In-store kiosks serve a variety of functions. They tell you where to find products. They print coupons. These days, they can even get you a job.
Many retail and grocery stores now use the stand-alone computer stations for hiring. For some employers, it's another application option; others require job seekers to use a kiosk. Among the biggest chains using kiosks to hire: Albertsons, Best Buy, Borders, Circuit City, CVS, Kroger, Lowe’s, Nordstrom, Pathmark, Publix, Sears, Sports Authority, Target, Toys “R” Us and Wal-Mart.
“It allows managers to get basic information, so they can immediately start the screening process,” says Daniel Butler, vice president, merchandising and retail operations for the National Retail Federation. “They can process a large number of applications quickly and efficiently. And it saves time for both the company and the applicant.” It’s a trend that shows no signs of abating, Butler says.
Though they stand alone, kiosks work best when a hiring manager or assistant filters and analyzes the information, providing instant feedback as to whether the applicant proceeds to the next step: A personal interview.
One drawback of kiosks, says James Dion, president of retail consulting firm Dionco, is that they may screen out older candidates who lack computer skills or are afraid of keyboards or touch screens.
Job applicants using a kiosk should bring a copy of their resume or work history as well as contact information for references. Those questions are standard.
Testing and Timing
Some kiosk applications include tests. The average test can be completed in 15 minutes, though some take up to 45 minutes. Some test job-related skills, such as math, writing or reading comprehension.
Other tests ask applicants to write out their answers. An applicant for a sales job might be asked to describe how she would react in a real-life situation, such as dealing with a difficult customer. “Write out your response at home,” suggests Dion. “Check the spelling carefully. Then bring the response with you, and type it in at the kiosk.”
Clarity and brevity count. “People read a lot of responses,” Dion notes. “Short, clear ones get more attention than long, rambling explanations.”
It is important to read a comprehension test carefully. “Don’t skim,” warns Ultan Feighery, president of outsourcing firm The Human Resources Organization. “You may end up answering the wrong question. That’s as bad as not listening to a customer or manager.”
Some tests allow the job seeker to take as much time as he needs; others are timed. Those tests usually tell the user the time and number of questions remaining. “Pace yourself,” Feighery advises. “Don’t spend too much time on one question. The goal is to get through the test.”

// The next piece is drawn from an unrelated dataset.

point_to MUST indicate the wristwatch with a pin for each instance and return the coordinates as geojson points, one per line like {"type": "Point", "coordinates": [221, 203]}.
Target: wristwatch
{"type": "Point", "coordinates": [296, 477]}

To successfully complete your application, Dion advises preparing as you would for any job search. “Go to the kiosk, and find out the questions they’ll ask,” he says. You may have to sign on under a different name, or scroll through the application without actually submitting it.
Some companies offer Spanish-language applications and tests. If a company does not, Dion advises having a native English speaker help you prepare your answers at home or while you respond at the kiosk itself. “A store’s best employees may be just learning the language,” he says. “It’s a shame to be eliminated before you get a chance to show what you can do.”
Keywords Are Key
Because software searches responses for keywords, emphasize words that are useful to the job. For example, if you’re applying for a cashier position, describe your experience “handling debit cards and credit cards, and processing returns.” Negative keywords, such as “stealing,” are often flagged. Do not write “I was never caught stealing,” because the search engine might not recognize the context.
Credit Checks Can Happen
A credit check may follow your application, particularly for jobs that require money-handling. Credit checks require the applicant’s approval.
Because kiosks attract a high volume of applicants, instant background checks are usually too costly and time-consuming to administer. The purpose of a kiosk is to filter out applicants for the next round -- background checks may be performed after that step.
In theory, kiosk applications are not much different from in-person interviews. “Pay attention to what is being asked, just as you would when talking with someone, Feighery says. “Some tests -- and people -- ask the same question several ways. And, of course, research the job and the company beforehand, as you would with an interview.”
No company hires solely on the basis of a kiosk application. “Your whole strategy should be to get that face-to-face interview with a hiring manager,” says Dion. “The kiosk is only the first step.”
“There are thousands of tests,” Feighery adds. “Some are good; some are bad. If you think you did poorly on a test, maybe it was a bad test. That could mean the job would not be a good fit either.”
If you think you performed poorly on a kiosk test or made a mistake, talk to the on-site store manager. He may allow a retest or permit you to refile a hard copy application.